Faire Rage!

 

(paru dans Officiel PlayStation 55. Le titre fait référence à une mauvaise traduction du jeu de rôle papier Werewolf)

Alors que le FPS est aujourd’hui dominé par une seule franchise, disséquée, copiée et recrachée sans génie par tous ses suiveurs, il est de bon ton de se souvenir que le genre n’a pas toujours été qu’un vague prétexte à la multiplication de séquences hollywoodiennes et de scripts répétitifs. Etonnamment, c’est du côté du vénérable id Software que déboule l’offensive anti-Call of Duty, avec Rage, sorte de best-of intelligent de tout ce que le genre a à offrir en sensations et situations. Parce que, débarrassé de son scénario ou des couches de gameplay supplémentaires (courses auto arcades, dialogues, création de gadgets et robots) qui l’enrichissent, Rage multiplie déjà les approches du genre, tend, à chaque mission, à proposer du neuf, de l’original, et surtout, du très, très nerveux, sorte de résurgence à peine voilée des Doom. Dès les premières minutes, le feeling des armes, si particulier, brutal, d’id explose, aidé par des animations d’ennemis extrêmement crédibles, largement au-dessus de tout ce que l’on a testé cette année. Par exemple, voir un mutant sauter sur un panneau de publicité pour mieux vous contourner laisse coi quelques secondes, de même que constater que les troupes militaires de l’Autorité travaillent en duo, l’un couvrant l’autre de son bouclier énergétique. Oui, Call et ses troufions idiots ont du souci à se faire !

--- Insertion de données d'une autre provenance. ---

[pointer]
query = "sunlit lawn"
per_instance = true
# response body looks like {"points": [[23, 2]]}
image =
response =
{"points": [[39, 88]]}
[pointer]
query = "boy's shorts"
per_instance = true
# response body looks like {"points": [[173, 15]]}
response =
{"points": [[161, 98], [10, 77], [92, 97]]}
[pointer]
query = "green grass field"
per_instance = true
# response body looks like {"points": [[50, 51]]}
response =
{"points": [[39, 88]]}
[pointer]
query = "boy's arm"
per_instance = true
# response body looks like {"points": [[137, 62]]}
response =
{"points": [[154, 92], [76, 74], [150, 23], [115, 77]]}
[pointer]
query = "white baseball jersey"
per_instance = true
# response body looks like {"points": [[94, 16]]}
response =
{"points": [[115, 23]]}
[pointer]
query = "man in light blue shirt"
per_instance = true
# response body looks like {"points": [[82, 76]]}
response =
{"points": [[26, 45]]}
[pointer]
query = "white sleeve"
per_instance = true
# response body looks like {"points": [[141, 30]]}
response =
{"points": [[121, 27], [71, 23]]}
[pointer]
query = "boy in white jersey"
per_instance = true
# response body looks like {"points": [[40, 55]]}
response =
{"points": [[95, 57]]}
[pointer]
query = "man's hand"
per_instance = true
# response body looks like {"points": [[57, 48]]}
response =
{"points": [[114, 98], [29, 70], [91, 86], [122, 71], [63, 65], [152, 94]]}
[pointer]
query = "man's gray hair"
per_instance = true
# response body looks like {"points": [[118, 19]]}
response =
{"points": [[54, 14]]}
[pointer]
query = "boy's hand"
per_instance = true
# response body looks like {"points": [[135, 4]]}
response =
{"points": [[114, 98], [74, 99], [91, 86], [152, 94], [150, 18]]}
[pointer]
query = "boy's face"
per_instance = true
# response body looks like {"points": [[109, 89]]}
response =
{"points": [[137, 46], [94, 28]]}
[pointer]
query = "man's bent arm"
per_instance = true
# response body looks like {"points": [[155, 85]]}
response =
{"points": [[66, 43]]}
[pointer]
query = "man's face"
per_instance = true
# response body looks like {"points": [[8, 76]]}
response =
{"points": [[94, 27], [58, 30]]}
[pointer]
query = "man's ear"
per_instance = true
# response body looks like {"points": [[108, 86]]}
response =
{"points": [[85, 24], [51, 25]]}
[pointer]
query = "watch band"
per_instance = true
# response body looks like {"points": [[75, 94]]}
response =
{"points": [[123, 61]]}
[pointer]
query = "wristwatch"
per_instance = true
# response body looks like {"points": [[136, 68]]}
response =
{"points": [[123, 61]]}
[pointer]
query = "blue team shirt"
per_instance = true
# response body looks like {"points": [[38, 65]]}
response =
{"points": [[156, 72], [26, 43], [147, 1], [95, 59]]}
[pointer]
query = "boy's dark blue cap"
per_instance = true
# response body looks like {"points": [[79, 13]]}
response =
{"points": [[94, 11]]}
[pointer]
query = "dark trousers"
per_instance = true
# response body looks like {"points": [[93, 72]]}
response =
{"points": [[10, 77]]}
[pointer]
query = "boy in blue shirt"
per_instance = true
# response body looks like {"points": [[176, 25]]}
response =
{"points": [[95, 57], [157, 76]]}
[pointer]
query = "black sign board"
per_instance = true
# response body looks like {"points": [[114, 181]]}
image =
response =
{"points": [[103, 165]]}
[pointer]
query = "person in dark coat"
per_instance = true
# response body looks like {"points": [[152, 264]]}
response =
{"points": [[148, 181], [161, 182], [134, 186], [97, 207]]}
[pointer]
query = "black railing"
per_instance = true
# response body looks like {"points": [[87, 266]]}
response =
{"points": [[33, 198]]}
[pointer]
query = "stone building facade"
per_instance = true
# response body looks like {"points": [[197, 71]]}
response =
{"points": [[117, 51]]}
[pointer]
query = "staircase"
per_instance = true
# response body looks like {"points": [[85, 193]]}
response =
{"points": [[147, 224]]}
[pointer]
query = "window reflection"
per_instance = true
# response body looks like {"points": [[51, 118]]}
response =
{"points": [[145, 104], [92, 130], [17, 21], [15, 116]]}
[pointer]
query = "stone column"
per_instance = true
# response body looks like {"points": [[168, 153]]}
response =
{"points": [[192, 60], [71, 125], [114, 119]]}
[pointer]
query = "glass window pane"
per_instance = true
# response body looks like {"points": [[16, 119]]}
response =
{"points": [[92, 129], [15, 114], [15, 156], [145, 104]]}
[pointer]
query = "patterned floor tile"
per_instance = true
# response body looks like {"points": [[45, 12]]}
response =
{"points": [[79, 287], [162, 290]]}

Ce qui étonne, de la part d’un studio uniquement spécialisé dans le FPS, c’est que Rage propose aussi un univers vraiment prenant, peut-être moins profond et délirant qu’un Fallout New Vegas, mais tout aussi vivant. Ici, les habitants de Wellington et Métro City se déplacent, changent de lignes de dialogue en fonction de votre avancée de l’aventure, voire vous proposent des missions annexes. Et on y croit. Parce que leur palette de mouvements et leur visage expressifs, leur design leur confèrent plus d’humanité que tous les personnages de Deus Ex : Human Revolution réunis. Et les décors jouent dans la même cour, chaque clan, chaque ville, détaillés, disposant d’une architecture propre… Reste que si le moteur Megatexture permet de belles choses en termes de panorama – on voit loin et c’est très souvent magnifique !-, de près certaines textures semblent floues, incertaines, ou encore en chargement. Pourtant Rage est un de ces titres qui restent gravés dans la mémoire d’un joueur par ses quêtes (le nettoyage de la ligne bleue du métro, dantesque !, l’attaque du village des chacals, génial !), par son atmosphère, prenante, son esthétique générale ou par ses nombreux gameplay, réussis, entourant ses séquences de tir. Bref, loin du produit standardisé, calibré, Rage est excellent shooter, varié, violent. Barré.